Unplanned Obsolescence (A Happiness Fable)

Once upon a time there was a little girl who loved playing outside. She delighted in the flowers, in the wet morning grass, in the warmth of the sun playing hide and seek through the trees. She compared rocks and arranged sticks and sniffed every plant in her path. The breeze and the birds and the toads and the squirrels were her playmates. She woke up every day filled with a bubbling anticipation, flinging back the blue and white checked covers on her little single bed tucked in the corner of the little room tucked into the corner of the little red house. She would sing as she pulled on her play clothes, skip down the short hall to the kitchen, make quick work of the breakfast her mother would have waiting for her, and fling open the front door ready for the adventure of the day to begin.

One day, as mothers do, her mother handed her a sentence, and she tucked it into the little basket in her brain. And then the TV handed her another sentence.

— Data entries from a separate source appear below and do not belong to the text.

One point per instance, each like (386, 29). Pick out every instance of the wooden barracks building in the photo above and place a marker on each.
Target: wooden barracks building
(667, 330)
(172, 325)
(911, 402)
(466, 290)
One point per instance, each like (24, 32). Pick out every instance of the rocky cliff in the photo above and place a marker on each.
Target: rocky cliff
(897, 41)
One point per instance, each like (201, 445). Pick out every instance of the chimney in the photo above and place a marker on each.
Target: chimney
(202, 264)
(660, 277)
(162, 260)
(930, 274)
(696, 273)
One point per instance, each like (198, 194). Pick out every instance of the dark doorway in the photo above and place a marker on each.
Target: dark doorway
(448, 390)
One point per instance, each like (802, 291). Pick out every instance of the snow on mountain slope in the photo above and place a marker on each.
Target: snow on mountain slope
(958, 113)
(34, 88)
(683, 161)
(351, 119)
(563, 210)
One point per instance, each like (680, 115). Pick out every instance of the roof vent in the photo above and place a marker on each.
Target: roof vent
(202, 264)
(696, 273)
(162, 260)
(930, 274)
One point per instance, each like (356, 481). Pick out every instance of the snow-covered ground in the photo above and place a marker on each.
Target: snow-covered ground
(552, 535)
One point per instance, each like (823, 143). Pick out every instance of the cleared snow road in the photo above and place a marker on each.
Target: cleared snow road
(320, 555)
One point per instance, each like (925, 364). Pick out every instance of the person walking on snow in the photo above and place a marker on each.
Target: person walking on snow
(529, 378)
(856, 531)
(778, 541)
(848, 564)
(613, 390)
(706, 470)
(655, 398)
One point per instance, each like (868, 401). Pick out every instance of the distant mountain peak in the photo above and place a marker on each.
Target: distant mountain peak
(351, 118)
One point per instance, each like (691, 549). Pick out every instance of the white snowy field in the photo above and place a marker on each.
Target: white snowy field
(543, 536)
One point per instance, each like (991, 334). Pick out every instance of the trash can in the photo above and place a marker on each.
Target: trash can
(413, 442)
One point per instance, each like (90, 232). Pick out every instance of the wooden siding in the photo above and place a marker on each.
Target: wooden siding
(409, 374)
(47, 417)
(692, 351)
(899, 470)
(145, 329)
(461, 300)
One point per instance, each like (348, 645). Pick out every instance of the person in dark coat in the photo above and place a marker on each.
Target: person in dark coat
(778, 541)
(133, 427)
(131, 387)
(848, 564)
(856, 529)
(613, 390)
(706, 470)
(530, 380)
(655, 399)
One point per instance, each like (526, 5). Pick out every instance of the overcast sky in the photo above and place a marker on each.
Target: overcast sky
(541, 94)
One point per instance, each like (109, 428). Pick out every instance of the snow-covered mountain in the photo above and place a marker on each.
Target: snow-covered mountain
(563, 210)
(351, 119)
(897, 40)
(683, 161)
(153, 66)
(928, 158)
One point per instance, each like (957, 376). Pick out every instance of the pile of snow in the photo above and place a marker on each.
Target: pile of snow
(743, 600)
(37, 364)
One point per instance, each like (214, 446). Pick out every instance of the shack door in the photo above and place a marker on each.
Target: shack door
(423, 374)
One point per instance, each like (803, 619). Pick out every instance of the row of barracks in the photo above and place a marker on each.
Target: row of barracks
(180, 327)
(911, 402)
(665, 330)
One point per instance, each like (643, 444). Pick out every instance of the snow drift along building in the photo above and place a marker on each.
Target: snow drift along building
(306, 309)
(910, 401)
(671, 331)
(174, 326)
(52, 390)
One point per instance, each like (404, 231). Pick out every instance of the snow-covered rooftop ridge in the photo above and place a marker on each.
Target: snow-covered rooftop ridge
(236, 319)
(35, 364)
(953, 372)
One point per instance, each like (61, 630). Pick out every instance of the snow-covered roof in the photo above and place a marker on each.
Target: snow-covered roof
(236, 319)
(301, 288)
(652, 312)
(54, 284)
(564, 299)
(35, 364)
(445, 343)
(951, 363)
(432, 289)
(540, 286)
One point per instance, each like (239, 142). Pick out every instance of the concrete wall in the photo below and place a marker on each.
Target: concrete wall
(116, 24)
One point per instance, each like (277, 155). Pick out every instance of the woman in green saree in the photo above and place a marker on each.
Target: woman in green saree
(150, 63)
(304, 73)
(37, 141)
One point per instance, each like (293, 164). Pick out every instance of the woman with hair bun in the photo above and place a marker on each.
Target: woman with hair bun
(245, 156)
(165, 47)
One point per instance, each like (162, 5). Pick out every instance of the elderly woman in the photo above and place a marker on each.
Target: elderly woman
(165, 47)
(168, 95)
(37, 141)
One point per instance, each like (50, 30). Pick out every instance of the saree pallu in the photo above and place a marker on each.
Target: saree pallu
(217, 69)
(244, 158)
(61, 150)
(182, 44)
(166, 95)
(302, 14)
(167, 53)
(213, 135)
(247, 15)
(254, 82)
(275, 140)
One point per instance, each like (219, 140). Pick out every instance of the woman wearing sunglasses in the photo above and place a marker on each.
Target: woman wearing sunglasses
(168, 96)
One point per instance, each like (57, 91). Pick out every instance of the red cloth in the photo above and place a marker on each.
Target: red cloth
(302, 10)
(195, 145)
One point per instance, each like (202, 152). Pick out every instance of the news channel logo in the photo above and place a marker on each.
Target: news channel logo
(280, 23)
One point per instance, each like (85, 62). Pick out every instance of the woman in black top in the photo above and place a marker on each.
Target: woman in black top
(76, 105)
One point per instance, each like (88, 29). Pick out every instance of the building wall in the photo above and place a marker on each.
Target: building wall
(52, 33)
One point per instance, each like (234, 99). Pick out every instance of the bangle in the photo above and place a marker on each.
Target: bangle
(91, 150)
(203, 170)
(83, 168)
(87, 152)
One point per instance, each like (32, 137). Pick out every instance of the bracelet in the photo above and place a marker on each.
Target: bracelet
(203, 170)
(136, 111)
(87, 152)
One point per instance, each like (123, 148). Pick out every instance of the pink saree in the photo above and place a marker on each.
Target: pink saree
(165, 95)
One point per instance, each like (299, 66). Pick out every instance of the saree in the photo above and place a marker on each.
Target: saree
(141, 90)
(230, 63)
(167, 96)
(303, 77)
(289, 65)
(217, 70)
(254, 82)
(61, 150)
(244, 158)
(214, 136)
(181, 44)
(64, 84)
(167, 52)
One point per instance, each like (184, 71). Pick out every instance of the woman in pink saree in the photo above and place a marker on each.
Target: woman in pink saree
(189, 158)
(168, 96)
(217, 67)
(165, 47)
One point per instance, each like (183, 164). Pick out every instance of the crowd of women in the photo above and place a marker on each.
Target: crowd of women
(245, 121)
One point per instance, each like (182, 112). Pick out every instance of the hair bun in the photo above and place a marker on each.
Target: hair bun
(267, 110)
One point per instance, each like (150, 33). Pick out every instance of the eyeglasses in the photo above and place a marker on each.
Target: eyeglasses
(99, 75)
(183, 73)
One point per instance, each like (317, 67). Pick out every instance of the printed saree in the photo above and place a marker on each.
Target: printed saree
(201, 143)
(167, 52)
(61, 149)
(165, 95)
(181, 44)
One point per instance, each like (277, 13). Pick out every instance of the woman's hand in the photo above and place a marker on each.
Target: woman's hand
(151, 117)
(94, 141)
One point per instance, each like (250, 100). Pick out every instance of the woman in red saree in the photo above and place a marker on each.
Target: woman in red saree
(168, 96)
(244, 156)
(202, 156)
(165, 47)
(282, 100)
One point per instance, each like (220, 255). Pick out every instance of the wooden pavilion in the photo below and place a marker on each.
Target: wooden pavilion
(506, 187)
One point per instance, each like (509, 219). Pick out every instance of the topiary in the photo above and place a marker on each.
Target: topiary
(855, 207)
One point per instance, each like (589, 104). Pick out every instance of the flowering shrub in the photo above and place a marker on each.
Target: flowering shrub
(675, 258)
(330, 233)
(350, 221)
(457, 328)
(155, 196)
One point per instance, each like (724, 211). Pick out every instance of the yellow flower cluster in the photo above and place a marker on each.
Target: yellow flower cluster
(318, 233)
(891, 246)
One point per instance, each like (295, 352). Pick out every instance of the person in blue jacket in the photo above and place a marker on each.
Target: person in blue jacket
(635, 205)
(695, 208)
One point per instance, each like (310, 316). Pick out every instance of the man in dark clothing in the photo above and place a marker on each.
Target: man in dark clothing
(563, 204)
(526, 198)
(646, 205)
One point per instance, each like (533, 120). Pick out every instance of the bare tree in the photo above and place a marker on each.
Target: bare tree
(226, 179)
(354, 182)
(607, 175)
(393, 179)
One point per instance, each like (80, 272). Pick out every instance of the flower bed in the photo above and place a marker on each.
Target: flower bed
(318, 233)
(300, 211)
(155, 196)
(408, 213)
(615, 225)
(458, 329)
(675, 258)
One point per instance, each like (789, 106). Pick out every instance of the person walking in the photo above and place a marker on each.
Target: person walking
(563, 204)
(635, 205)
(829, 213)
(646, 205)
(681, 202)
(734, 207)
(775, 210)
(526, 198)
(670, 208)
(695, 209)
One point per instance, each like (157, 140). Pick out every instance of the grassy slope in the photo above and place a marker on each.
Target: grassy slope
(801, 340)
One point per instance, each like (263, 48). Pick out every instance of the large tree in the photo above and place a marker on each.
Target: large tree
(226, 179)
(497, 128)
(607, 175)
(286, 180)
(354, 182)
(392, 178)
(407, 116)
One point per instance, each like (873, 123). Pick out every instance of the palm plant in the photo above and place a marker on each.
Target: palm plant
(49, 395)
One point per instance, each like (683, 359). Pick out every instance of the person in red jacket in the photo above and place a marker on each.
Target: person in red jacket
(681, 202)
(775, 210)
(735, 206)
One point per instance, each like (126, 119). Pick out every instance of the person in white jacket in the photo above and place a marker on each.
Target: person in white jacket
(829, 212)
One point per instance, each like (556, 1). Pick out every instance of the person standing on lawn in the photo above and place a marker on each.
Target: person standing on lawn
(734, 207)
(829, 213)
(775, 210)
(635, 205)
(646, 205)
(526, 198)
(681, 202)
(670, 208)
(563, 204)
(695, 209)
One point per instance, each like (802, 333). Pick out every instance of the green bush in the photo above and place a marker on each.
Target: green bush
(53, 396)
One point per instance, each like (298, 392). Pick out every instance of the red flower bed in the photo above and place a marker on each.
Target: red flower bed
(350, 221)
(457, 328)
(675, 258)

And the friends in the neighborhood shared the sentences they were carrying around in their brains. And then school started piling her full of paragraphs and chapters and her head got so full it was hard to hold it up. The effort of holding up that head made the adventure of the day a challenge. It was so tiring to peer through all the words in her head, hard to see the shape of a dog in a passing wisp of cloud, for instance.

The world spun past her, for many years. The yellow in the center of a daisy bloomed and faded without her awareness. The hummingbird hovered and dipped and lived and died without her following his path for even a second. The green leaves turned yellow then brown and fell and were replaced by new green leaves which themselves turned yellow then brown and fell all without her knowing.

Well, that part isn’t exactly true. Some part of her knew. Some part of her felt the growing and the blooming and the fading. Some part of her sensed the seasons rise and fall. A faint song played from her heart, threading its way through the dense tangle of ‘shoulds’ and ‘must do’s’ filling her head, a muffled pulse in the background, reminding her of the world she so loved but had mostly forgotten.

And then came a day when some of the words in her head started to fall out. And then some more. And then a day when she noticed that it was easier to carry her head around without so much in it, so she started tossing words and then sentences and then paragraphs.

And the people around her stared in suspicion. Who was she to laugh so easily? Who was she to not answer her phone? Who was she to leave a bed unmade? Who was she to leave a party right after she got there?

Someone called her a witch and she cocked her head to the side, considering. “Maybe,” she said.

Someone called her selfish and she nodded. “Definitely,” she said.

Someone wondered if she might be losing her memory. “I hope so,” she said.

Someone called her a Buddhist. “Could be,” she said.

“You missed your appointment,” someone pointed out. “Whoops,” she said. “I had to see if the squirrels would get that bird feeder down.”

She waited for the obvious question but the person didn’t ask it.

She answered anyway. “Those rascals did it! Had a real feast.”

“There’s a way to prevent that,” the person said.

“Why would I prevent something so entertaining?” she said, wide eyed and laughing.

Someone commented that she might be obsolescent. “Big word,” she said. “I think I threw that one out.” She looked at the commenter, kindness and light shining from eyes as clear as a cloudless sky. “I must not have needed it anymore.”